Marianne glanced at the small bottle of perfume peeking out of Alivia's coat pocket-a cheap drugstore brand, vanilla and orange blossom. "Asha, that scent," she said softly. "It's the same one you've worn for years. If he remembers..."
Alivia looked down at the bottle. Her fingers brushed the label. "It's mass‑produced," she said, her voice hollow. "Millions of women wear it. It's not proof of anything. And... I can't give up everything, Marianne. Not this. It's the only piece of my mother I have left."
Marianne nodded slowly, squeezing her hand. "Then be careful. Very careful."
Alivia stared at the file. The fake husband. The fake dead child. It was a fortress built of lies to keep the monster out.

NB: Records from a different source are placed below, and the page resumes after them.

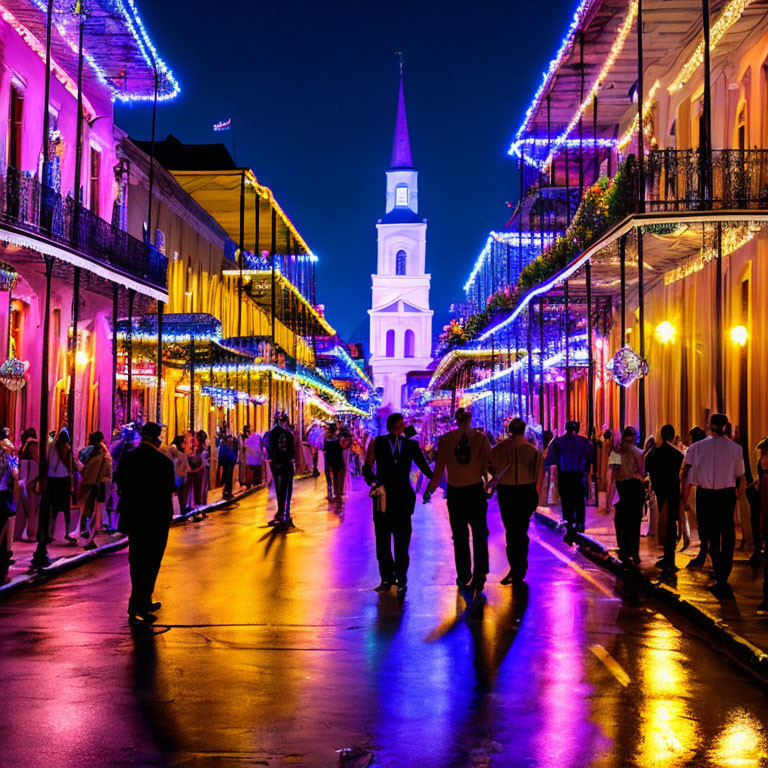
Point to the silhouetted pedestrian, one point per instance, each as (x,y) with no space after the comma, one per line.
(464,452)
(146,481)
(394,499)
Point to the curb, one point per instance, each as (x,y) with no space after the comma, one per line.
(741,650)
(64,564)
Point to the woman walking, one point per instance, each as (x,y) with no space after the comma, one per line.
(92,493)
(627,465)
(58,483)
(28,505)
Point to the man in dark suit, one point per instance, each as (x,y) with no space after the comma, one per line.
(281,449)
(146,481)
(393,454)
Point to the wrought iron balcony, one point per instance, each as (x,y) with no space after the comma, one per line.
(679,180)
(33,207)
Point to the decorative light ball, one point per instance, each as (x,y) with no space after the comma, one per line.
(665,332)
(739,335)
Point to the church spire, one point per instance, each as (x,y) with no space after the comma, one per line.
(401,146)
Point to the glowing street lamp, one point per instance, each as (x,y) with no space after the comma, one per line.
(739,335)
(665,332)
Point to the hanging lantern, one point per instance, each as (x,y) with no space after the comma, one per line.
(12,373)
(8,277)
(626,366)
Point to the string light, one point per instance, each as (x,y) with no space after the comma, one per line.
(730,15)
(616,48)
(513,238)
(130,16)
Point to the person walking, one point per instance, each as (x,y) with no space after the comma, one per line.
(717,464)
(572,455)
(464,452)
(227,462)
(57,495)
(28,504)
(663,465)
(517,468)
(628,468)
(281,449)
(177,451)
(146,480)
(335,466)
(92,493)
(394,499)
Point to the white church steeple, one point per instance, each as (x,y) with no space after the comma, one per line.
(401,320)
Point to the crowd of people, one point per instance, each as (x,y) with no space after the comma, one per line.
(704,477)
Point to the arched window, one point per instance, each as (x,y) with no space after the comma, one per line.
(410,343)
(390,343)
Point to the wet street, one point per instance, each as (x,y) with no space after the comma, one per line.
(272,649)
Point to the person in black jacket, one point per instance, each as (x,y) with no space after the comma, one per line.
(393,456)
(663,465)
(281,449)
(146,481)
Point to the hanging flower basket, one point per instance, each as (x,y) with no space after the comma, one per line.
(12,373)
(626,366)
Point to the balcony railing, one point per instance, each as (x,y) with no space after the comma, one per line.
(677,180)
(36,208)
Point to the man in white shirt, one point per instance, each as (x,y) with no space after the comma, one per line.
(718,466)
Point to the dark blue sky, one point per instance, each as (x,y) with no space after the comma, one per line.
(311,89)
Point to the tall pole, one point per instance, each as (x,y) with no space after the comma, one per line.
(73,355)
(567,339)
(623,310)
(159,363)
(706,123)
(80,11)
(640,134)
(719,330)
(115,303)
(129,356)
(541,361)
(40,558)
(641,330)
(152,156)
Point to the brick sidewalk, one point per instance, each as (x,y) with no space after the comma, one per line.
(733,619)
(65,555)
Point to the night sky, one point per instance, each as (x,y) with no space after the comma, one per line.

She slowly let go of Marianne. She stood up. Her legs were steady now.
She walked over to the small mirror hanging on the wall. She stared at the reflection. The high cheekbones, the sharp nose, the cool blue eyes. It wasn't her. But it was her armor.
She reached up and wiped the tears from her cheeks. She took a deep, shuddering breath.
"Asha Lowery burned to death in Syria," she said to the mirror. Her voice was cold, hard, and absolute. "I am Dr. Alivia Clay."
She turned to Robert and Marianne. "I will do this surgery. I will pay back Theodore's debt. And I will take care of you both for the rest of your lives. I swear it."
Robert nodded, his eyes shining. "Once the surgery is done, we leave New York. We never come back."
Alivia adjusted the collar of her white coat. She locked the grief, the terror, and the memory of her dead baby into a steel box in the back of her mind.
She unlocked the door. She stepped out of the office, leaving the broken girl behind, and walked back into the war zone.